A cord is an old English wood measurement consisting of a stack that is 4 feet by 4 feet by 8 feet, approximately 3.62 cubic meters.   It is said to be called a cord because it was originally measured with a cord.   If you spend much time on this forum, you'll see that measurement used a lot, as people describe how much wood we have or how many cords it takes to heat their house in the winter.


----------



## Black Jaque Janaviac (Jan 10, 2011)

Well, if I'm splitting wood that is shown in the linked examples I can get a lot done with a $30 maul.  It's the forked, knurled, and knotty pieces I fight with so regularly that humbles me.  For that, simply splitting off slabs doesn't work.

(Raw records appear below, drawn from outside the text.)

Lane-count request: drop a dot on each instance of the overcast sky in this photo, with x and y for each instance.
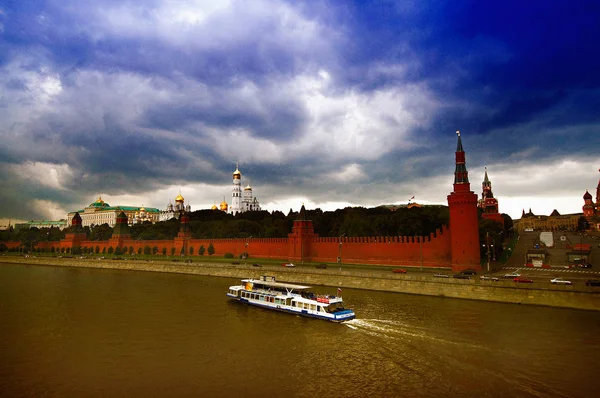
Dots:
(326, 103)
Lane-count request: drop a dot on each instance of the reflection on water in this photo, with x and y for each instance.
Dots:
(85, 332)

And 8-lb maul and Harbor Freight's 10-ton manual-powered hydraulic splitter keep me happy and able to split whatever I bring home.  I've also found that the hydraulic splitter is great for making kindling, as you can split them very small while keeping your hands safely out of the way.


----------



## FINLAND (Feb 19, 2011)

bboulier said:
			
		

> When I mentioned the SuperSplitter, an old friend said his favorite was the Chopper 1.  He liked it.  Looks interesting, but it would be nice to have a report from someone who used both.   Here's a link:
> http://www.chopperaxe.com/buyitnow.htm



Yes
I have used both of them. This was one of the reasons why I invented the Leveraxe. I have had two of the Super Splitters, the original and the Chinese copy. Both of them are destroyed. The little moving parts aside are not strong enough to last in heavy splittings. It was noisy, caused problems to my wrists and it was very hard/workable to use. I do not use any other wedge type axes any more. You know why.


----------



## FINLAND (Feb 19, 2011)

snowleopard said:
			
		

> A cord is an old English wood measurement consisting of a stack that is 4 feet by 4 feet by 8 feet, approximately 3.62 cubic meters.   It is said to be called a cord because it was originally measured with a cord.   If you spend much time on this forum, you'll see that measurement used a lot, as people describe how much wood we have or how many cords it takes to heat their house in the winter.



Hi
Based to the3.62 cubic meters means that if I were in excellent condition I could split that amount in 22 minutes. 3.62x3x2=21.72 minutes.
Of course this in impossible in my age (71), but maybe some younger person could do it.
One thing is for sure. You cannot get even close to that time with a conventional axe.
This I am telling you based to my 65 years experience in splitting firewood with different kind of axes.
I checked my wood piles. There are about 80 cubic meters left ready splitted firewood. This is 80/3.62=22 cords. I think there will be dry firewood for years to come.


----------



## snowleopard (Feb 24, 2011)

FINLAND said:
			
		

> Hi
> Based to the3.62 cubic meters means that if I were in excellent condition I could split that amount in 22 minutes. 3.62x3x2=21.72 minutes.
> Of course this in impossible in my age (71), but maybe some younger person could do it.
> One thing is for sure. You cannot get even close to that time with a conventional axe.
> ...




Thank you for your reply.  So what is a realistic estimate for the amount of time it would take you to chop a cord of wood?  And how long do you estimate that amount of wood will last you?  I figure about 4-5 cords  year for my house.


----------



## FINLAND (Feb 24, 2011)

snowleopard said:
			
		

> FINLAND said:
> 
> 
> 
> ...



Hi
It is very difficult to give any precise estimate, because it is so much up to the physical condition of the Leveraxe user.
One thing is for sure. It will double or triple the result, what ever kind your condition is.
In addition to this, you will not get your hands sore. There is no chance that you could hurt yourself.
You will save your back because you do not have to pick up the blocks from the ground if you use the tire on top of the chopping block.
The splitting is great fun because nearly each strike will loosen a split.
Here is a lot of information about wood as energy.
http://biohousing.eu.com/index.asp?init=1&initID=25286
http://www.youtube.com/watch?v=9jDR_2Zsr40
Your estimate 4-5 cords may be close to the truth, it is up to the winter.


----------